Great! We are actually able to log in a user and track her on subsequent requests. With this implementation, we introduced a security risk though. Just try to set a different user ID in the cookie. Without knowing the user's password you will have access to their data. So how can we secure the cookie?

Use JWT to store session information

In order to secure the cookies, we use JSON web token. These token are signed and decoded with a secret. If an attacker tries to change data inside the token without knowing the secret, the decoding will fail. The attacker won't have access to restricted data.

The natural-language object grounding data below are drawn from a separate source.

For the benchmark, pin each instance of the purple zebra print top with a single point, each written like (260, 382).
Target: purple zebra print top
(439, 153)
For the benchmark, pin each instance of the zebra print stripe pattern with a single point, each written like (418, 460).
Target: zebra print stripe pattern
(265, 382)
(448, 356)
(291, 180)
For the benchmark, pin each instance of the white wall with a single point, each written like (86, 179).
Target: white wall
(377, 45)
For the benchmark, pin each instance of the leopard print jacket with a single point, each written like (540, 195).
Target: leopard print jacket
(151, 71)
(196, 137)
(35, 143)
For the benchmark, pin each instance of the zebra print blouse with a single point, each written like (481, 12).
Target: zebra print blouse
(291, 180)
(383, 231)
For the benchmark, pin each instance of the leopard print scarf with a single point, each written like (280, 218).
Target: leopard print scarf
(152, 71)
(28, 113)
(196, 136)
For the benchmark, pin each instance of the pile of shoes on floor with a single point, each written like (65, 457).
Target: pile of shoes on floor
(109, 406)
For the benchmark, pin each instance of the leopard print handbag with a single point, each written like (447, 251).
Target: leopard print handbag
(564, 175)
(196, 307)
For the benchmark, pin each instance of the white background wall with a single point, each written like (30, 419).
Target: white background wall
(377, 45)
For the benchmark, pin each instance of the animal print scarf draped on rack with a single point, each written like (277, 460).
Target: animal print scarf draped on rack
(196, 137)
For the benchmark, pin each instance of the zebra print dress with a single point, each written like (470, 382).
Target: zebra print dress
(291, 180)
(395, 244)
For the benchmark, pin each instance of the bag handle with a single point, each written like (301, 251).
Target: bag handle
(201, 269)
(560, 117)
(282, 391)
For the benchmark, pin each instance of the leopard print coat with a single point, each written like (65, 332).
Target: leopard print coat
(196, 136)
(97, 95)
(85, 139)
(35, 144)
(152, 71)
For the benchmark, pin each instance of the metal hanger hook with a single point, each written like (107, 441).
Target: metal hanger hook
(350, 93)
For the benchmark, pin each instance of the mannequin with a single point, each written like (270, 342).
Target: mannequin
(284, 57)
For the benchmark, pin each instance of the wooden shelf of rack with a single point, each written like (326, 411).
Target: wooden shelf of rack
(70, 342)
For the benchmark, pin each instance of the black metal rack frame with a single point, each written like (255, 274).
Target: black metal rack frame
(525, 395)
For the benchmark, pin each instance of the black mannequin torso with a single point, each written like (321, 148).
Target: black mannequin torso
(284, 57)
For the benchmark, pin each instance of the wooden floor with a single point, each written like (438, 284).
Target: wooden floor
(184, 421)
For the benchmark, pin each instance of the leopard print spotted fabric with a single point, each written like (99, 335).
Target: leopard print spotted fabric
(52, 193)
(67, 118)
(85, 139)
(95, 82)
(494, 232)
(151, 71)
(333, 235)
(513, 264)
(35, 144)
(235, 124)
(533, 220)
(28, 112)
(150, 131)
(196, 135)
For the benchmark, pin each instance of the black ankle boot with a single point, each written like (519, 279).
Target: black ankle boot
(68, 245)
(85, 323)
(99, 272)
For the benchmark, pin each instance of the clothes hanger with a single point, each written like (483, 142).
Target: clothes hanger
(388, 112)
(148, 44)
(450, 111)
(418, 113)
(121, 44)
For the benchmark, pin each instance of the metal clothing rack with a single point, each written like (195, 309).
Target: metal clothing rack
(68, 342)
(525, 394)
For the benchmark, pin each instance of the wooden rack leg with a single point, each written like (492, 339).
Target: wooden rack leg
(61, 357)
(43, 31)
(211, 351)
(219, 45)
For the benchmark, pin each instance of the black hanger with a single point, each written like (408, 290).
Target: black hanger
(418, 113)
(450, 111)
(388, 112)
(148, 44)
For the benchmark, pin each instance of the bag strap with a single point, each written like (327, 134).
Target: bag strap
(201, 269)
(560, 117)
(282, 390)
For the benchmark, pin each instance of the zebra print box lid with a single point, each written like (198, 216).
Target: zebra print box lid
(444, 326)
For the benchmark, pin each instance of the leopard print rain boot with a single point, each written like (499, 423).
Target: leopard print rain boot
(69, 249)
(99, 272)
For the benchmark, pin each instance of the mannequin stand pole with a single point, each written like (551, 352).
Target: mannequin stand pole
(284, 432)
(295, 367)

import jwt from 'jsonwebtoken';

const TOKEN_SECRET = 'some-token-secret';

class Session {
  constructor(request, response) {
    this.request = request;
    this.response = response;
    this.userId = null;

    const { sessionToken } = request.cookies;
    this.initFromToken(sessionToken);
  }

  initFromToken(sessionToken) {
    if (!sessionToken) {
      return;
    }

    try {
      const { userId } = jwt.verify(sessionToken, TOKEN_SECRET);
      this.userId = userId;
    } catch (error) {
      console.error('Error decoding session token', error);
    }
  }

  update(user) {
    if (!user) {
      return;
    }

    this.userId = user.id;

    const sessionToken = jwt.sign(
      { userId: user.id },
      TOKEN_SECRET,
      // A session should not last for 1 year in production environments
      { expiresIn: '1y' },
    );
    const cookieOptions = {
      httpOnly: true,
      // use secure flag in production to send only via encrypted connections
      // secure: true,
    };
    this.response.cookie('sessionToken', sessionToken, cookieOptions);
  }
}

Inside the update function, we create a JWT containing the user's ID. This token is then set to the response cookies. On every subsequent request, the token will be decoded. If the token is valid we extract the user ID and set it to the session. This way the user ID is again available inside the GraphQL resolvers.

Summary

Let's quickly recap: We created login mutation and a current user query. The login mutation updates a session and sets a JWT session token to the browser's cookies. On each subsequent request, this token is copied into the Apollo Server's context and used to identify the currently logged in user.